The turbulent state of the UK's A&E departments has pen-etrated the public consciousness to the point that nobody attending casualty at night does so without apprehension. The knowledge that, for many of us, the trip to casualty will be the last substantial journey we make, adds a new and uniquely British anxiety to death.

The Government - surprisingly for a regime which has been at its most agile when reacting to groundswells of popular opinion - seems unwilling, on this occasion, to draft new legislation. As the millennium party looms, A&E nurses are left to contemplate their predicament with anger, bewilderment and resignation.

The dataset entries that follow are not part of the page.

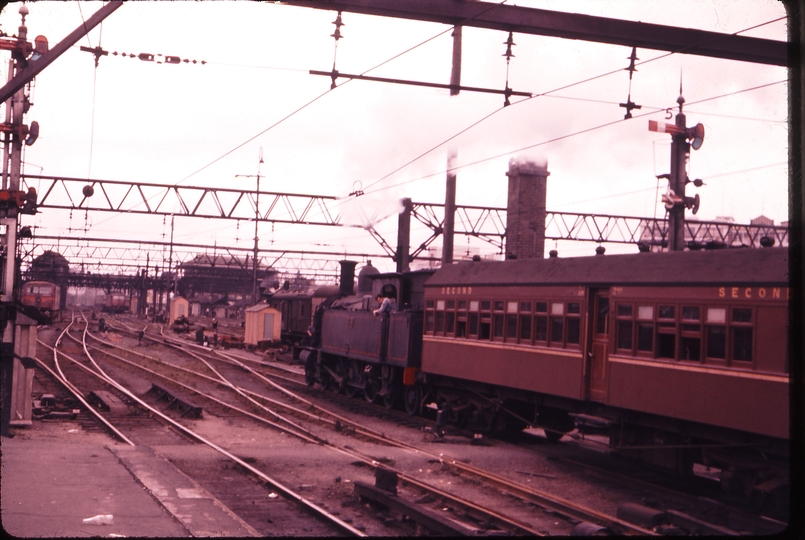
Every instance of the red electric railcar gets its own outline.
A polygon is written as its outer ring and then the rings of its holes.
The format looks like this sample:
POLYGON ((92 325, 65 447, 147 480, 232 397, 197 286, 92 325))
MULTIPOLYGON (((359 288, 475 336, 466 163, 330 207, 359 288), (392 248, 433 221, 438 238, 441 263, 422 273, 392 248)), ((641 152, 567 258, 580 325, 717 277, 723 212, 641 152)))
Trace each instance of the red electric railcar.
POLYGON ((47 322, 59 317, 61 309, 61 289, 49 281, 28 281, 22 286, 20 302, 39 310, 47 322))

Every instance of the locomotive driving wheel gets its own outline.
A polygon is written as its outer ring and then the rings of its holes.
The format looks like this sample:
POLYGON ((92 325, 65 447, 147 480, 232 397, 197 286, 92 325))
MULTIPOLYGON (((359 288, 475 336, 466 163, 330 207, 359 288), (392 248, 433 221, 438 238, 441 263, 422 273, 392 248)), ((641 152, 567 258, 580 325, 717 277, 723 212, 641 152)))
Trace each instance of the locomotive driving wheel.
POLYGON ((354 385, 361 380, 360 374, 361 369, 358 366, 358 361, 350 360, 346 380, 344 381, 344 393, 347 397, 353 398, 358 393, 358 389, 354 385))
POLYGON ((367 365, 363 372, 363 397, 369 403, 377 403, 382 383, 380 378, 372 371, 372 366, 367 365))
POLYGON ((410 416, 416 416, 420 413, 420 405, 422 404, 422 387, 418 384, 405 387, 405 412, 410 416))
POLYGON ((386 377, 385 380, 386 394, 383 396, 383 405, 385 405, 387 409, 393 409, 397 404, 397 396, 400 393, 397 389, 397 380, 394 376, 394 369, 389 368, 388 377, 386 377))

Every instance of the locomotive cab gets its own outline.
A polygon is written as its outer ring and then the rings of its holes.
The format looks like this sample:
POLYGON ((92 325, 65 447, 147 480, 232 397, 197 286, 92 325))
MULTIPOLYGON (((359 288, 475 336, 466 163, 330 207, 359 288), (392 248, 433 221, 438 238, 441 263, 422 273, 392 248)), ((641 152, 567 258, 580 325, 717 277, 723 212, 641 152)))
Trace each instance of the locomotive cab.
POLYGON ((424 282, 432 272, 381 274, 369 263, 353 292, 354 274, 344 273, 344 267, 342 296, 321 313, 320 346, 302 355, 308 384, 318 382, 349 396, 363 393, 367 401, 391 408, 403 379, 420 366, 424 282), (396 309, 375 313, 378 296, 393 299, 396 309))

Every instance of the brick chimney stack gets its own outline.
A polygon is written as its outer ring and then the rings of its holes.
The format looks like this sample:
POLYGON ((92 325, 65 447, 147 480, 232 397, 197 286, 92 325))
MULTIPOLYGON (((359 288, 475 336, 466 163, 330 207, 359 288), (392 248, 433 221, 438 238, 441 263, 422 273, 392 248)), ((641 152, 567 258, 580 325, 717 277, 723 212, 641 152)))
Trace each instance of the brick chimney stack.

As it is, Salford perseveres through the good grace of its nursing staff, most of whom are paid less than a junior temp in an office, and whose job demands that they be - to use a devalued adjective - heroic.

At one point in the staff room at Hope, when a nurse had just described a beating she had taken, I asked her whether she had considered retiring to a safer, more profitable, occupation. "I think about that," she said, "every day." Then Eva, the quietly spoken woman who has the unenviable job of manning the reception desk, interrupted. "You can't - you mustn't - give up," she told the nurse. "Because if we give up, they win. And if they win," she added. "That will be terrible."